Nanopartículas sintéticas e suas propriedades antivirais

As nanopartículas sintéticas geralmente têm diferentes propriedades da maior escala de material, dos quais eles vêm. Por exemplo, as nanopartículas de cobre e prata, duas substâncias antipatogênicas conhecidas são muito mais tóxicas do que cobre e prata em suas formas maiores. Estes dois metais e compostos nanoscópicos, tais como dióxido de sílica, dióxido de titânio, óxido de zinco, nanotubos de carbono e óxido de grafeno são eficazes contra vírus envolvidos, tais como SARS-Cov-2; Os nanocompósitos que combinam prata e cobre com ferro, iodo, cloro ou enxofre também são.

Os mecanismos pelos quais as nanopartículas sintéticas inactivam vírus envolvidos são atualmente objeto de pesquisa. No momento, pensamos que estas partículas:

    denatam os lípidos de proteína e superfície, o que causa a destruição do envelope em torno do RNA viral;

  • bloqueia as funções essenciais, como replicação de RNA;
  • Impede que o vírus se ligasse às células;
  • Impedir que o vírus juntando superfícies.

o uso de auto- Produtos defeituosos durante a pandemia de Covid-19

No contexto da pandemia de cvivid, muitas empresas de nanotecnologia decidiram apelar para a sua experiência para desenvolver produtos que inativam ou eliminam a SARS-Cov-2 em superfícies. Abaixo, dou alguns exemplos de statnano e nanowerk, dois sites de troca de informações em nanotecnologia.

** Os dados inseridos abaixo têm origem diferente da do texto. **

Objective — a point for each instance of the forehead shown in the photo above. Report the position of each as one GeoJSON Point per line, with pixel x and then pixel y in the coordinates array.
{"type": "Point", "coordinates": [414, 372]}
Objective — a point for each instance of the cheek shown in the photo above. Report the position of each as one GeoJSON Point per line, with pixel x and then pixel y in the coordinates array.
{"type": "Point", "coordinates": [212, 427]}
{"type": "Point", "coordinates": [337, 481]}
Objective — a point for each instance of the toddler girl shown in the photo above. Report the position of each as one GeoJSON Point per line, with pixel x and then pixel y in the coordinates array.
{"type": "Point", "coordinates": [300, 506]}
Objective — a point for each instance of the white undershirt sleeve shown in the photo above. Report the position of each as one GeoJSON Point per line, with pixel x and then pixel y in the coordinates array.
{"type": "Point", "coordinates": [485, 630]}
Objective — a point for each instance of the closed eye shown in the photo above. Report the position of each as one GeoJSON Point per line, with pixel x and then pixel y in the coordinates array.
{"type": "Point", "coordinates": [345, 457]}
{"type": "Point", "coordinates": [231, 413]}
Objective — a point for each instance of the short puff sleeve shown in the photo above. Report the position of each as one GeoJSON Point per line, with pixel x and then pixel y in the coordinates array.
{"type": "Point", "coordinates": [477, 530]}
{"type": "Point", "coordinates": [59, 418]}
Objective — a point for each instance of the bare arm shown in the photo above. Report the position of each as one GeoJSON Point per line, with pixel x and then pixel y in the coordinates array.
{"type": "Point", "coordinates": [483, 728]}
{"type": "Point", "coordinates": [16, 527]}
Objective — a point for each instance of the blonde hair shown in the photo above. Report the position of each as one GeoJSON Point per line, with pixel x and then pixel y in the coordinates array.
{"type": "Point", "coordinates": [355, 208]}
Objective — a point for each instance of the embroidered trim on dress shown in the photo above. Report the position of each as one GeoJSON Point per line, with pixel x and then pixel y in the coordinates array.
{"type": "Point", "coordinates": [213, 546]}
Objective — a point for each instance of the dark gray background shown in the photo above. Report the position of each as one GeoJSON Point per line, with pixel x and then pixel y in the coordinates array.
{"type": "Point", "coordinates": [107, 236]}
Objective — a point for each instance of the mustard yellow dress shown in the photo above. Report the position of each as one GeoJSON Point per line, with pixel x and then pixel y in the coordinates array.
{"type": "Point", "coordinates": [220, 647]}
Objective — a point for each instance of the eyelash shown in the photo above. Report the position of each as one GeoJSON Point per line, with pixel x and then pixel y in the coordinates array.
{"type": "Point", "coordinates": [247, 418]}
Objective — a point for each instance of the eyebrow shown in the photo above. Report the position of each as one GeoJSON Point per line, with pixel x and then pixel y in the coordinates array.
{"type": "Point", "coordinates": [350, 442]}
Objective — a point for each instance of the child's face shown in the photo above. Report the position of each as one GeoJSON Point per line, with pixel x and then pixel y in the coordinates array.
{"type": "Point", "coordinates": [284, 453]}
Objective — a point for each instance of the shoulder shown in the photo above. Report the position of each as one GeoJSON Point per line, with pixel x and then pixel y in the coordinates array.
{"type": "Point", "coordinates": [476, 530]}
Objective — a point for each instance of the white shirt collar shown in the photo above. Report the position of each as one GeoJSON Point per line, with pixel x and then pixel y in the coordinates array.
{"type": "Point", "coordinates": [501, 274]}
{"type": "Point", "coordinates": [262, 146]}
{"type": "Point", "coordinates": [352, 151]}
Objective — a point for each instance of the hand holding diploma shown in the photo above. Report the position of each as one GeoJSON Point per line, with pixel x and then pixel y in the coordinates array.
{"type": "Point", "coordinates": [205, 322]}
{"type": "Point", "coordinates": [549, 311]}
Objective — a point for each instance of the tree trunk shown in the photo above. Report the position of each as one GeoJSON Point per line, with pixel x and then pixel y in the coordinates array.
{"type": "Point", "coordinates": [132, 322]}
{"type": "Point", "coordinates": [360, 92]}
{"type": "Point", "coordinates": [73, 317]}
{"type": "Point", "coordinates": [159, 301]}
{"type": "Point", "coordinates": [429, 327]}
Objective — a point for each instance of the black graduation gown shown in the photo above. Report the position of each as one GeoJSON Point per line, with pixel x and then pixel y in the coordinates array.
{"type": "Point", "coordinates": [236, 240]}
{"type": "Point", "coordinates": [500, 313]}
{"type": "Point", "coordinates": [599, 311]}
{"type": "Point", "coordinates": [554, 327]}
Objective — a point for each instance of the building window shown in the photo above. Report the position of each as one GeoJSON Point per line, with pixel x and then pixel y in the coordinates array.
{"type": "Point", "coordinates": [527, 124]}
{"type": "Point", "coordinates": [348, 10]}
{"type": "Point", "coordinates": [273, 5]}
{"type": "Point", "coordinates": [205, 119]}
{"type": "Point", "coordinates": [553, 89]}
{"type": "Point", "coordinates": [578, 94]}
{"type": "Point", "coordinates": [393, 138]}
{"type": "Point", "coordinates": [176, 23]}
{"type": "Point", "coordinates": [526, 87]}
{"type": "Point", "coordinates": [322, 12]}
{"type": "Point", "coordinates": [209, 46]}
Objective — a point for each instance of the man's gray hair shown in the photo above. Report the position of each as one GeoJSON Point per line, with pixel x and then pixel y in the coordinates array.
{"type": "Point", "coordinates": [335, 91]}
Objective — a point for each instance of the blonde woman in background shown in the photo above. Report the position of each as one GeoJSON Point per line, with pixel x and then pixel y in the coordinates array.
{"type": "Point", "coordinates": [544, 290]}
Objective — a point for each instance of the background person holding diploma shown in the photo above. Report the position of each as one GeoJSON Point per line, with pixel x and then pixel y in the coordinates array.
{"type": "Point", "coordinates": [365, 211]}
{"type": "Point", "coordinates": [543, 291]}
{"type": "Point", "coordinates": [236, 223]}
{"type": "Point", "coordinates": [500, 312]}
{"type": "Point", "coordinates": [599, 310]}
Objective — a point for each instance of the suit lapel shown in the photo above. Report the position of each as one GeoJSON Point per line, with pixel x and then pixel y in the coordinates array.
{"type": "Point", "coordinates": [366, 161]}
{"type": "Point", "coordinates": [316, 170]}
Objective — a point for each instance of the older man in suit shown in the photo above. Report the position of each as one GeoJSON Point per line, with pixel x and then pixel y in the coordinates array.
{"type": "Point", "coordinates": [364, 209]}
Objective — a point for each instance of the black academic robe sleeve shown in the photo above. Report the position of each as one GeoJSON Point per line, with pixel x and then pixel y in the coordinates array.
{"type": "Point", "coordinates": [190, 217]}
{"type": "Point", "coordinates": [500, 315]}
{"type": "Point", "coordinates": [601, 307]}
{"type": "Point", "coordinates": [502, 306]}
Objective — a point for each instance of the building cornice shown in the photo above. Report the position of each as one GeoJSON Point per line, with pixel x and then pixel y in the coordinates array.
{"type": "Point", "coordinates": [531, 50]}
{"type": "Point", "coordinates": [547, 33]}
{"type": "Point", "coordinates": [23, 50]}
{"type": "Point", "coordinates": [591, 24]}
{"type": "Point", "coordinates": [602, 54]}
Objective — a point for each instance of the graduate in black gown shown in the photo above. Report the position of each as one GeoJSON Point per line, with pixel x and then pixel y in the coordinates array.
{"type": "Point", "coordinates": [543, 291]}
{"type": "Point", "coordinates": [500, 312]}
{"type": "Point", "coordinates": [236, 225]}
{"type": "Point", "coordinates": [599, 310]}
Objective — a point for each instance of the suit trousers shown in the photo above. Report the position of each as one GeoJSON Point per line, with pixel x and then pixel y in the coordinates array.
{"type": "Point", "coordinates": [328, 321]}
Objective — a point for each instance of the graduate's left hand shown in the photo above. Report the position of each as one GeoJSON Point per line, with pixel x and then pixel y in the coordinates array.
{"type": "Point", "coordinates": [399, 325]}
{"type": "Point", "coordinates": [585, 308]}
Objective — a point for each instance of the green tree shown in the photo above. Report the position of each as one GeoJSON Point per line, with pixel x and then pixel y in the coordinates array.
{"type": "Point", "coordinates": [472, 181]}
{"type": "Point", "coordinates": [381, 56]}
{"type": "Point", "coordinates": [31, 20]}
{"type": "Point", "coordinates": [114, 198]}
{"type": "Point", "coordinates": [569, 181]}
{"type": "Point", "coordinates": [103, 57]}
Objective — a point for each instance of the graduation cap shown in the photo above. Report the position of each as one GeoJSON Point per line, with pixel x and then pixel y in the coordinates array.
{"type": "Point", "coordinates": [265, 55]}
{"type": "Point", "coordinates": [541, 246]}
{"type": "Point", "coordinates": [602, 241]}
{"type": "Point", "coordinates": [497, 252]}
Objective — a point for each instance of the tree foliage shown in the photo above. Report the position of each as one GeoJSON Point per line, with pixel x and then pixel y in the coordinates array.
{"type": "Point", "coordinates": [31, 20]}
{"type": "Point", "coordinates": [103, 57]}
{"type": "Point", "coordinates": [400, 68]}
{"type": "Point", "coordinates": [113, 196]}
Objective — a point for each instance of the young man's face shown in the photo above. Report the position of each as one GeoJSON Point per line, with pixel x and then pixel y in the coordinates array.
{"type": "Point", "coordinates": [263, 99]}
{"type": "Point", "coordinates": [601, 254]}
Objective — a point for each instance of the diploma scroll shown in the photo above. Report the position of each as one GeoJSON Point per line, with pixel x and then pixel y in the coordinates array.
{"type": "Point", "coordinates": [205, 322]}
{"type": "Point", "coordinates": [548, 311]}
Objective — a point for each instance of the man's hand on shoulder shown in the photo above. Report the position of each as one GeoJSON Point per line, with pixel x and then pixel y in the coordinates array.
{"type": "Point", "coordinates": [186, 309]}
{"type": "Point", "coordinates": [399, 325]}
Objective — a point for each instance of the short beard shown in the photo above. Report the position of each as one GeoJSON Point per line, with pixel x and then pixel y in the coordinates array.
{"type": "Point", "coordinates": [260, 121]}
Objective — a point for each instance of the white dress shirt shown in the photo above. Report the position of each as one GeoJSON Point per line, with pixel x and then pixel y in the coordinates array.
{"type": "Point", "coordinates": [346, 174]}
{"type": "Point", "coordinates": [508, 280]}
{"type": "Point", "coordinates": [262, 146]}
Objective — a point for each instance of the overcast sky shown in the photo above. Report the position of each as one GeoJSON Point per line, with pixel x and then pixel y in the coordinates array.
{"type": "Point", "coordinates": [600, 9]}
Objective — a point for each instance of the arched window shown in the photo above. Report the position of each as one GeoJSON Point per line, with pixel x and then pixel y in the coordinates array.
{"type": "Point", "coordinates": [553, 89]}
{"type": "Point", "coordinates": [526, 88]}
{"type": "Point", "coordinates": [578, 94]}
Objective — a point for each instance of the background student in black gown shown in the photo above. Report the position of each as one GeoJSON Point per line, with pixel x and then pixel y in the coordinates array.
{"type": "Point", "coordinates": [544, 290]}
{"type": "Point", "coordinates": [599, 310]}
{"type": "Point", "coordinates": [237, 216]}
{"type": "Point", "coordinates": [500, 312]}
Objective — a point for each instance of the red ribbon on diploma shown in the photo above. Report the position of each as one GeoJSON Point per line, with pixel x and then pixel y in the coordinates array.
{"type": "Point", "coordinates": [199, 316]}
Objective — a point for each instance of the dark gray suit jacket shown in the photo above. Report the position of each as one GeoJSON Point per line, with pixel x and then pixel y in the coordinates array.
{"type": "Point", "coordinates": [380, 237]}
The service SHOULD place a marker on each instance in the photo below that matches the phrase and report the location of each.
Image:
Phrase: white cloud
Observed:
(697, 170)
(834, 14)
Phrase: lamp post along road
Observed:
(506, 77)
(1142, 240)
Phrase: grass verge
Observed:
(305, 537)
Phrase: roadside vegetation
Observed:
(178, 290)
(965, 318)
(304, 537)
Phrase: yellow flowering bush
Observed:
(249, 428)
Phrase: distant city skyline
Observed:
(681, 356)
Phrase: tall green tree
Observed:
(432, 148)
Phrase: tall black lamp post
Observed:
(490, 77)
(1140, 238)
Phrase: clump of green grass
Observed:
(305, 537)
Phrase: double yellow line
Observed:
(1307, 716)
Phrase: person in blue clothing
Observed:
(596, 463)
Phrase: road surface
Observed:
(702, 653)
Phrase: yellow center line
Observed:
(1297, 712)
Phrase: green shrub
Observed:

Revestimentos de superfície freqüentemente afetados

rodas, uma auto-serviço de serviço internacional Bicicletas elétricas instaladas em sua frota de alavancas de freio auto-estimando cobertas com um filme cujos nanocristais fotossensíveis inativam a SARS-Cov-2 e outros patógenos. O mesmo material patenteado foi usado para fazer colchões, filmes auto-adesivos, mangas para alças de porta, casos para eletrônicos e toalhetes pessoais. Pesquisadores da Universidade de McMaster projetaram um filme de plástico que repele as partículas virais de superfícies freqüentemente afetadas. Não mata vírus, mas as superfícies tratadas caem as partículas.

Pinturas e aerossóis

em Milão, durante o confinamento, as superfícies externas de uma solução foram pulverizadas. Contendo titânio dióxido e íons de prata. O tratamento deve ser eficaz por dois anos.No Canadá, uma empresa testa um aerossol de tecidos que usa um composto de nanopartículas prateadas com base no óxido de grafeno, e em Israel, um laboratório tenta diferentes aerossóis e pinturas baseados em nanopartículas de cobre projetadas para paredes, pisos, móveis e outras superfícies internas.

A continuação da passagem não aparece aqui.